Owning a home is part of the American dream, but today’s housing market is much different than it was years ago when it was easier to buy. The rent or buy a home debate has been a hot topic. It’s impossible to decide whether renting or buying is better because certain factors come into play depending on your situation.
Financially Ready to be a Homeowner?
Buying a home involves a down payment and paying a monthly mortgage that lasts anywhere from 15-30 years. This all depends on the home loan you qualify for. If you would like to read more about other monthly costs when owning a home, check out our other blog Costs to Consider Before Purchasing Your First Home.
The two biggest payments you’ll have when owning a home is the initial down payment and the monthly mortgage. The down payment is the lump sum you’ll pay up front that funds equity in the property. Keep in mind that the more money you put down, it will help to lower your monthly payment. The monthly mortgage is what you will pay each month which is made up of the loan principle (equity building factor), mortgage interest (amortized over the life of a loan), property taxes, and home insurance required by the bank. What lenders want to know is that you’re responsible, have a steady source of income, and are a credit-worthy candidate.
Pros and Cons of Homeownership
Advantages of Buying a Home
- Home values can increase and provide a nest egg for the future.
- Costs are predictable and more stable than renting because they’re ideally based on a fixed-rate mortgage.
- Interest and property tax portion of mortgage payments is a tax deduction.
- Pride in homeownership and ties to the community.
- Customization of the house with additions, construction, and landscaping.
- To pay off debts, such as student loans, you may be able to borrow against the equity of your house.
Disadvantages of Buying a Home
- Long-term financial commitment.
- Must be responsible for all upkeep and maintenance.
- Buying a home requires a down payment and closing costs.
- The value of a house may not increase as it depends on the housing market.
- Borrowing against your home equity to help pay off debts can lead to higher monthly payments than you can afford.
Renting Throwing Your Money Away?
The three main reasons people believe this is because they think:
- Renting is an expense.
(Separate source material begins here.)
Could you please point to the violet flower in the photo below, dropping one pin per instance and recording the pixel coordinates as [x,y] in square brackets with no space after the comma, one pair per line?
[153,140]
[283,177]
Mortgages can build equity.
- Rent does not have an end point.
- Renters do not benefit from rising home values.
Most homeowners believe each payment they make goes straight to building their equity. However, during the first 10-15 years, most of your mortgage payments are put towards interest.
Pros and Cons of Renting
Advantages of Renting
- Renting a home can sometimes be cheaper than paying a mortgage as utilities may be included.
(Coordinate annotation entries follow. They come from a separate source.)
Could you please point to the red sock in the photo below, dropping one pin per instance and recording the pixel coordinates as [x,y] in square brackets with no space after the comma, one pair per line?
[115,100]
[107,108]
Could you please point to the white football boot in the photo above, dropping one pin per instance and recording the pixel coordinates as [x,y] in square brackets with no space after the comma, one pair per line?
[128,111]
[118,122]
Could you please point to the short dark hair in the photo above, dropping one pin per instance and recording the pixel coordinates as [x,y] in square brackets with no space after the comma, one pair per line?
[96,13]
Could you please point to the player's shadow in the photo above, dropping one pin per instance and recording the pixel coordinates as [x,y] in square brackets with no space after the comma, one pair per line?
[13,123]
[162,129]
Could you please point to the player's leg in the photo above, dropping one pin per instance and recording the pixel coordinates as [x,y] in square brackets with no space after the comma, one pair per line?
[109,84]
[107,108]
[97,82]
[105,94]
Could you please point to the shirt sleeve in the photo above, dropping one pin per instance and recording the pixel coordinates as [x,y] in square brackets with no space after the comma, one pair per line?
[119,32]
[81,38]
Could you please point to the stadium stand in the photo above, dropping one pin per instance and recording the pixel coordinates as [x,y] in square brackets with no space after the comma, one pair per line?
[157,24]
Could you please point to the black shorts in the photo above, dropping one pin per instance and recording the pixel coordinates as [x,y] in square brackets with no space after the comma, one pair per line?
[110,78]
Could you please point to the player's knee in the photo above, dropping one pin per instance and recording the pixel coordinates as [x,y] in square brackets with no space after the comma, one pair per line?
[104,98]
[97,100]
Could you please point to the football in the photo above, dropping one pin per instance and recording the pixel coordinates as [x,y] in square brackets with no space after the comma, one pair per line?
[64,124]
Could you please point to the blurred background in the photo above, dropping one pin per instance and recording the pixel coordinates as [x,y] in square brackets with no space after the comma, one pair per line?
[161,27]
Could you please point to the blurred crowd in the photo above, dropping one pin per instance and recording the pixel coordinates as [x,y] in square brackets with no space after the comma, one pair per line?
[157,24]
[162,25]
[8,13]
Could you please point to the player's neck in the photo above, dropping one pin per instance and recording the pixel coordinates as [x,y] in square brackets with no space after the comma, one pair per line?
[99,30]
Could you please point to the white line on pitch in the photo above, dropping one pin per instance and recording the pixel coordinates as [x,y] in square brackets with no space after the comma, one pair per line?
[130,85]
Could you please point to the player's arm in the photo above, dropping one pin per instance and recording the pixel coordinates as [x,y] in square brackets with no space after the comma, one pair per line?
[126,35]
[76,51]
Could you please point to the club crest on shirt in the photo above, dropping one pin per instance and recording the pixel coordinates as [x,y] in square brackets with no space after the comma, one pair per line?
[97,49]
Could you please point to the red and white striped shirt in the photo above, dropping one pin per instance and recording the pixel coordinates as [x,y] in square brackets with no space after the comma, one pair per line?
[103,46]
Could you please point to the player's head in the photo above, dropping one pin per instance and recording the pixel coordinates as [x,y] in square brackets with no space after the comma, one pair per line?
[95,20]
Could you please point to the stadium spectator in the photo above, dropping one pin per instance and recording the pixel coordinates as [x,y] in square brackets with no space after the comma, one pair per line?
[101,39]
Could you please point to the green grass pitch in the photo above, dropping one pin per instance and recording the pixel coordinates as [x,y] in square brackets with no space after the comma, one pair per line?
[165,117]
- You have more relocation flexibility when you rent. Most leases are for 12 months and if your job requires you to move frequently, renting can be a better alternative. If you want to buy and aren’t sure where, you can rent for a year in a certain area to help you decide.
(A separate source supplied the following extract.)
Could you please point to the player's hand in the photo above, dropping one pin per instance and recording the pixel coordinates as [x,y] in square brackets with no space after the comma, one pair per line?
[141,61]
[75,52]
- Your landlord is responsible for performing nearly all maintenance and repair work on the property.
Disadvantages of Renting
- You can’t claim any deduction for mortgage interest and property taxes when you file your tax return, although the state allows a small percentage based on your earnings.
- Your housing costs aren’t fixed as your rent will most likely grow from year to year based on the housing market.
If you do decide to go and purchase a home, make sure you have a reliable mortgage broker who will work in your best interest. If you choose to rent, you can meet with the landlord face to face and make your own
Whether you decide to rent or buy a home, you need a great insurance policy. At TJ Woods, we offer both renters and homeowners insurance that will not only protect your residence, but also your personal property. Your personal property can be lost to fires, burglaries, and even lawsuits. Make sure you contact us and see how we can protect you today.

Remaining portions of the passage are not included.